My cheeks flush, and Rorie breaks our connection, apparently sensing the wave of tension that tightens my body. She whines, a little upset, and I have to consciously force myself to be calm. It used to come so easily to me.

"You want me to stop working?" I ask carefully, though I am fooling no one with the low purr. Rorie looks at her father with pleading eyes. Let me at least finish my dinner.

"Of course not. I just thought you might like a break. I miss you."

"I don't… I don't know. Neo…" I stumble through what I hope passes as an adequate rejection, dismissal, and apology. "I just don't feel… right."

Neo is looking at the baby, and not at me. "Alright. I'm going out. Be back soon."

"Where are you-"

"Just for a walk. Half an hour."

"But-"

"You'll be fine," he says over his shoulder. "Just hold her up straight when you rub her back. And put a towel on your shoulder."

I look down at Rorie helplessly as Neo leaves. She isn't pleased at all. Nice going, Mom. Now who is going to burp me? Please, just call Aunty Niobe. I'm begging you…
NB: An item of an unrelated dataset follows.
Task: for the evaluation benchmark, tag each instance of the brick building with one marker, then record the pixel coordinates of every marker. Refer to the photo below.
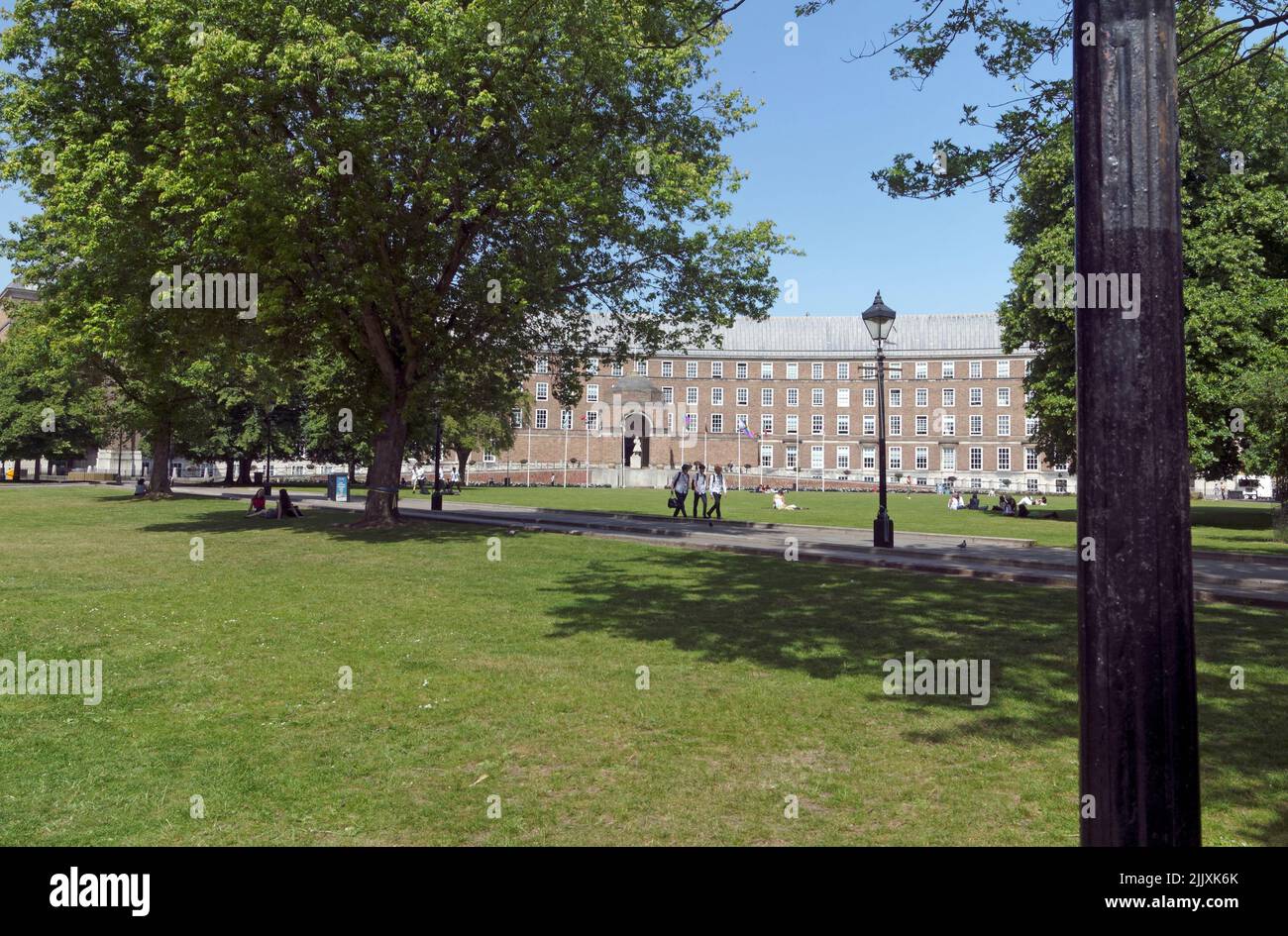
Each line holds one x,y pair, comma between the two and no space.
794,399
"Absolutely not. As I was telling you earlier," I say firmly, swallowing the lump in my throat that always comes with knowing that I've hurt Neo. It is happening more and more these days. "I am The IRS D-Base Trinity."

I pick her up and rest her against my chest, tossing a towel over my shoulder. From previous experience, I know this is going to be a long and painful experience for both of us. "Or, at least, that's who I used to be. A long time ago."